Si les gens se soignaient mieux, on aurait moins de mutuelles complémentaires autour de la MUGEFCI. Il n’y a qu’à regarder comment les fonctionnaires s’organisent pour combler le vide créé par la MUGEFCI. Aujourd’hui, cette mutuelle ne comble pas l’entièreté des besoins en matière de prise en charge sanitaire des fonctionnaires et, c’est pour cela que les fonctionnaires s’organisent pour créer des mutuelles sociales complémentaires. Nous avions un programme pour améliorer la situation. Nous aurions mis par exemple l’accent sur la création des activités génératrices de revenus pour accroitre les ressources et les injecter dans les structures de santé. Comment pouvez-vous imaginer que la MUGEFCI n’ait qu’un seul centre de santé situé au Plateau, depuis des lustres ? Un centre de santé donné par l’Etat.

On parle beaucoup de la Couverture maladie universelle (CMU), est-elle pour vous une réelle alternative dans la prise en charge sanitaire ?

La CMU est une politique globale, demandée par les travailleurs à travers le Bureau international du travail. Pour nous, c’est un processus qui va s’améliorer au fur et à mesure. La loi sur la CMU est entrée en vigueur à partir de 2019. Petit à petit, les choses vont se mettre en place. En 2015, quand la CMU a été rejetée partout, nous avons été l’une des premières organisations à accepter de l’accompagner. En tant que fonctionnaire, nous avons la MUGEFCI et d’autres mutuelles complémentaires, certes, mais nous avons des parents qui comptent sur nous, une famille élargie. Avec la CMU, ces personnes auront des cartes qui vont réduire la pression sur les finances des fonctionnaires. La CMU va aider l’Etat à investir dans le domaine de la santé. Tous les acteurs doivent s’impliquer dans sa réussite.

Vous êtes impliqué dans la résolution de la question de la prime. Le dossier avance-t-il ?

Le 31 décembre 2025, sous la promesse d’une étude faite, les résultats ont été déposés au ministère d’Etat, ministère de la Fonction publique et de la modernisation de l’administration. Mais jusque-là, nous attendons qu’on ouvre les débats, pour que nous puissions regarder dans le dossier, pour voir quelles sont les propositions qui ont été faites. Aucun chronogramme n’a encore été établi. On ne sait pas si le gouvernement va regarder à l’intérieur du dossier et prendre des décisions de façon unilatérale ou bien ouvrir des échanges. Dans ce dossier, il faudra également examiner la question des avantages liés au décrochage acté en 76 et qui, au fil des années, a créé un gap de 1000 points d’indices, avec les revalorisations, les primes accordées aux uns et aux autres, etc.

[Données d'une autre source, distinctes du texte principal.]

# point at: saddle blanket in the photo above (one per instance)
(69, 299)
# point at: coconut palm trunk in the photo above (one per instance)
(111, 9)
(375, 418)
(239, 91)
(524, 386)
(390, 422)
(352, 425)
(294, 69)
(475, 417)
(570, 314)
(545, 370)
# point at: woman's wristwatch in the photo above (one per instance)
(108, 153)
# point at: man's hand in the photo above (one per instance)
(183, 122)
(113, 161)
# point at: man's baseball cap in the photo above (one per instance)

Cela doit être corrigé.

« MUGEFCI : je suis content que les choses se soient passées ainsi »

Combien de centrales syndicales existe-t-il aujourd’hui en Côte d’Ivoire ?

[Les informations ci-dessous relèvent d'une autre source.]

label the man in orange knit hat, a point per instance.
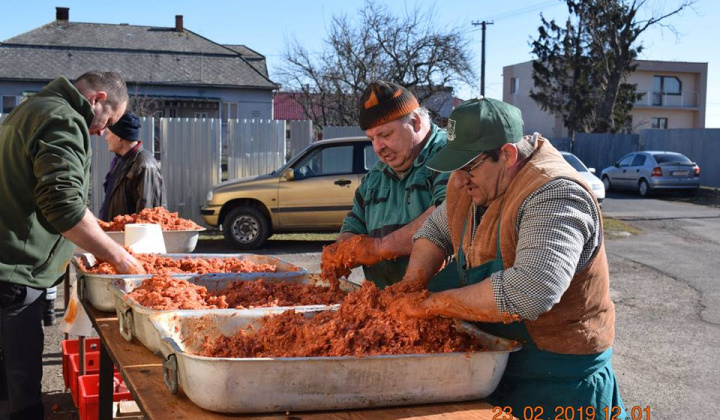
(397, 195)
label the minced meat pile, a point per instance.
(166, 293)
(363, 326)
(156, 264)
(156, 215)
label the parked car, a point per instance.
(313, 192)
(650, 171)
(587, 173)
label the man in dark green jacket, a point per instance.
(44, 176)
(397, 195)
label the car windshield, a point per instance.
(575, 162)
(670, 157)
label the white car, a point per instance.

Il y en a 6. Avant 2019, plusieurs organisations se proclamaient centrales syndicales. Mais, le gouvernement a fait un travail technique, pour voir qui respectait les conditions. Seulement six ont été retenues. Nous avons la centrale Dignité, la FESACI, Humanisme, la Plateforme nationale que nous sommes, l’UGTCI et l’UNATRCI. La loi dit qui est centrale et la loi dit aussi qui peut négocier avec le gouvernement. Pour négocier avec le gouvernement, il faut être représentatif. La loi complète en disant que la représentativité est déterminée par l’élection professionnelle. Donc, le processus devait s’achever par une élection professionnelle, afin que 5 des 6 centrales soient choisies pour discuter avec l’Etat. Le processus électoral avait commencé en 2019 puis s’est brusquement arrêté. Mais, au lieu de permettre aux 6 centrales de discuter avec l’Etat, jusqu’à ce qu’une élection ait lieu, l’Etat a décidé de travailler avec les 5 anciennes centrales. Comme la plateforme nationale est la nouvelle, elle a été mise de côté. Depuis, nous demandons l’élection professionnelle en vain.

Qu’est-ce qui bloque, selon vous ?

Nous l’ignorons, nous ne sommes que six candidats. On s’attendait à plus de centrales, mais aucune autre ne respecte les critères. Alors, pourquoi ne pas reconnaître les six centrales, en attendant que les élections professionnelles aient lieu ? Il faut réparer cette injustice. La Plateforme nationale prend part déjà aux discussions, nous sommes à l’origine de la trêve sociale, mais quand il s’agit de bénéficier des avantages, nous sommes mis de côté.